Too many of your Turf Cocktails and I do bet I'd fall off my horse.
It's Derby Day and I've got my money on "Improbable". However, due to the time difference, we'll be snoozing when the 145th Run for the Roses occurs. But, learning the results gives us something to look forward to tomorrow. I hope your horse wins this afternoon, but if it doesn't you have a winner in your Turf Cocktail.

Lea Ann (Cooking On The Ranch) said...

Thanks for that explanation about stirring or shaking. I had no idea. We love to watch the Derby. This cocktail sounds like a great way to celebrate.

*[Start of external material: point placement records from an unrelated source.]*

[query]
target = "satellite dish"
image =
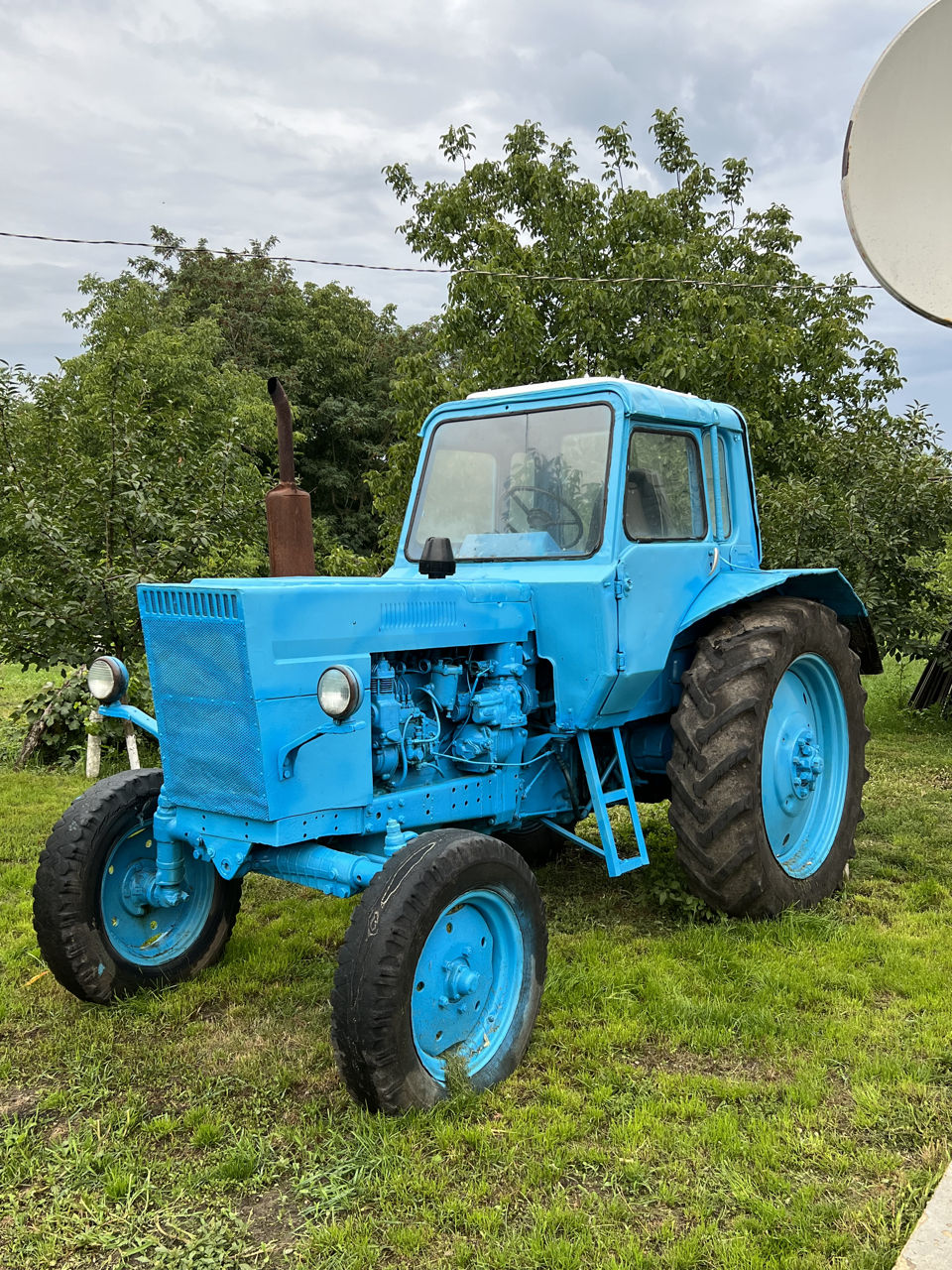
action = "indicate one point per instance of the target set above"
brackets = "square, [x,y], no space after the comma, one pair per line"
[897,166]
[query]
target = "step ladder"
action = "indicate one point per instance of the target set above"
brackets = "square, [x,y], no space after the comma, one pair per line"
[602,799]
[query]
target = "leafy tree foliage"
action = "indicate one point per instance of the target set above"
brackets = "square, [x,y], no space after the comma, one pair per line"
[127,466]
[728,316]
[331,350]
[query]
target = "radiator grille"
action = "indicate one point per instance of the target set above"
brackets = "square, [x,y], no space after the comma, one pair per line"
[203,699]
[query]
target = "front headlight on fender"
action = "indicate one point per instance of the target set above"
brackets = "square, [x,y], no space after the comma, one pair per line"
[339,693]
[108,680]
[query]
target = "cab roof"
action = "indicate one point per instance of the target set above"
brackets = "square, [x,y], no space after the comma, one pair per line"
[640,399]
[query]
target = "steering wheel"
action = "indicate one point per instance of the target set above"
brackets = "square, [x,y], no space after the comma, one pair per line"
[538,518]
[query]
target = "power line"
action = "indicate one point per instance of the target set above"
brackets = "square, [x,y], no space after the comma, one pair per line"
[456,272]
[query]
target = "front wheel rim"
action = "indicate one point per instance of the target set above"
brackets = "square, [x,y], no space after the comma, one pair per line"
[805,765]
[139,933]
[467,983]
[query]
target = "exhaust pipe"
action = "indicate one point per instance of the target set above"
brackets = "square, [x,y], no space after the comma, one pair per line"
[289,508]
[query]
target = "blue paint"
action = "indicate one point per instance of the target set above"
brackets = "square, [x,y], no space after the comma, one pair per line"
[805,766]
[468,982]
[139,933]
[477,689]
[117,710]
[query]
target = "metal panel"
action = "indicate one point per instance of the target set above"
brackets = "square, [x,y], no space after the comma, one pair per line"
[203,699]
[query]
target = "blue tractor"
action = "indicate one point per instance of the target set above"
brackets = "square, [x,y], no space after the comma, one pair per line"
[576,617]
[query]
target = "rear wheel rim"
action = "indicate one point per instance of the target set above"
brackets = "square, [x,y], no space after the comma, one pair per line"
[805,766]
[139,933]
[468,983]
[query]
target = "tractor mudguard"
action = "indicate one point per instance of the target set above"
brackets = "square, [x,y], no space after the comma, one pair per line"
[825,585]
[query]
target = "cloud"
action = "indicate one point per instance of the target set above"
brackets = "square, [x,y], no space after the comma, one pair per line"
[240,118]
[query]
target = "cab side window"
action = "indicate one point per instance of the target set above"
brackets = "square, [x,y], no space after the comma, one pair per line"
[725,484]
[662,488]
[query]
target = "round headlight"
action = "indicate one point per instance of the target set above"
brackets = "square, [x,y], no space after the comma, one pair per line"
[339,693]
[107,679]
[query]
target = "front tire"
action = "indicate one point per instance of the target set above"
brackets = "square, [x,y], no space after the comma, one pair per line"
[442,966]
[99,944]
[767,765]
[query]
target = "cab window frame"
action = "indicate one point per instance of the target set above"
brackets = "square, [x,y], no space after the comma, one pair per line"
[699,493]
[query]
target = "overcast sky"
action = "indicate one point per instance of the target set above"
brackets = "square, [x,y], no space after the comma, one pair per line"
[234,119]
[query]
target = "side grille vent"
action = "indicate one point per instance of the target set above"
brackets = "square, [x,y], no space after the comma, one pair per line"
[189,602]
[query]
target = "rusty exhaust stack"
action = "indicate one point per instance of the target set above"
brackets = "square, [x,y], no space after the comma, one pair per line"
[289,508]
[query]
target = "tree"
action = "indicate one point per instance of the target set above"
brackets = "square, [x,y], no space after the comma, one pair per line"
[334,354]
[130,465]
[693,293]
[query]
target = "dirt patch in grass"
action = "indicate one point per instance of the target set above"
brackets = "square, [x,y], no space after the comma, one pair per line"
[268,1219]
[724,1066]
[19,1103]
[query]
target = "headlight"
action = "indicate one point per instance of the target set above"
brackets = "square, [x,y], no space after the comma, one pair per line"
[339,693]
[108,680]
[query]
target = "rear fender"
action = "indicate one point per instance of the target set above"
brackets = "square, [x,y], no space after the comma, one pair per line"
[825,585]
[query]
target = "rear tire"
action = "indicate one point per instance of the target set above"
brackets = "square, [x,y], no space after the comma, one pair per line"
[767,766]
[444,959]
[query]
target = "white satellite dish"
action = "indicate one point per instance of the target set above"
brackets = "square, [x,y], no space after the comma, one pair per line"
[897,166]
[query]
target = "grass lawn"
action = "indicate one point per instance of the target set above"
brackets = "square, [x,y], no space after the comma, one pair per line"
[697,1095]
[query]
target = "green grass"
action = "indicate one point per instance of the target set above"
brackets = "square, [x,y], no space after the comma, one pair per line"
[697,1093]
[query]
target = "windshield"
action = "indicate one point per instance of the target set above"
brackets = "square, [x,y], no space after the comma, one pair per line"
[516,486]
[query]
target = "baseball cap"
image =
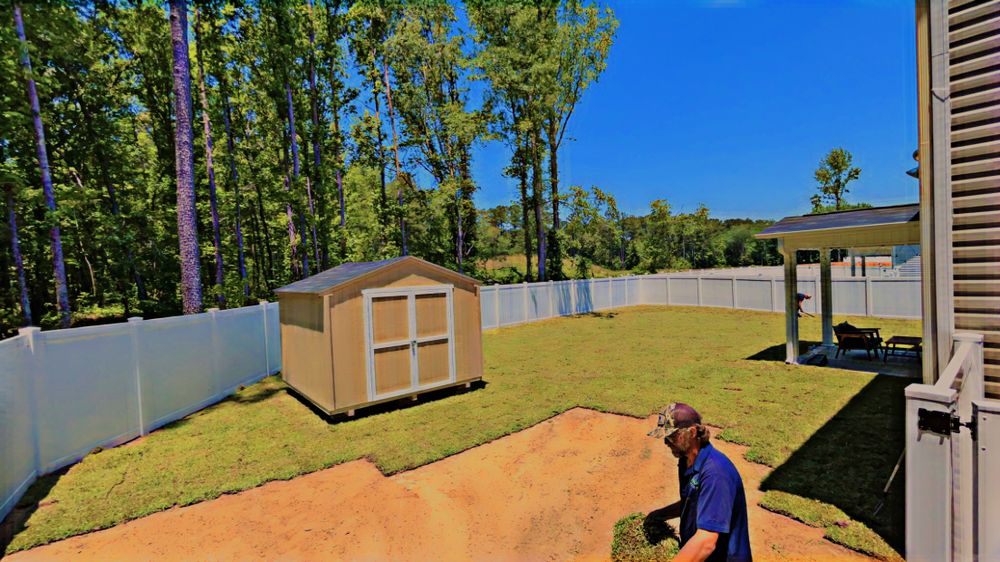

Liz That Skinny Chick Can Bake said...

What a gorgeous Derby cocktail! I have no Derby desserts on my blog, so I may need to sip on one of these and brainstorm for next year!! Thanks for the inspiration!!

Kitchen Riffs said...

Hi Ron, truth be told, we're not all that interested in the Kentucky Derby. We're interested in the drinks! There are a LOT of drinks associated with horse racing. Makes sense, since from Colonial times, good horse flesh and fine spirits have been preoccupations of certain "sporting" types in the US. :-) Thanks for the comment.

Kitchen Riffs said...

Hi Lea Ann, this is excellent for watching any sporting event! :-) Thanks for the comment.

Kitchen Riffs said...

Hi Liz, your mini Margarita cheesecakes look wonderful -- a great way to "eat" a drink. Bet you could use a lot of different cocktail flavors in cheesecake, cupcakes, etc. :-) Thanks for the comment.

Food Gal said...

After that controversial and nail-biting finish to the Derby, I'm sure many people will be needing a drink like this! ;)

Kitchen Riffs said...

Hi Carolyn, that was some Derby, wasn't it? Didn't watch it, but really interesting to read about. Thanks for the comment.

Jeff the Chef said...

Seems like a "turf" cockail ought to be green! It sounds delicious, though. We don't drink enough gin.

Kitchen Riffs said...

Hi Jeff, :-) Love the idea of a green "turf" cocktail! Thanks for the comment.

Debra Eliotseats said...

I really wanted to do juleps this year (with a special recipe from Edward Lee) but by the time we came in from yard work to watch the race, I was too pooped! I needed a pick-me-up like this cocktail! Maybe that would have down the trick! Thanks!

Kitchen Riffs said...

Hi Debra, juleps are good, but do require a bit of work. This is easier. :-) Thanks for the comment.

Sippity Sup said...

I have the advantage of seeing this post after the "run for the roses". In hindsight, it easy to see how everyone involved with the Derby this year needs a drink! GREG

Kitchen Riffs said...

Hi Greg, I'll drink to that! :-) Thanks for the comment.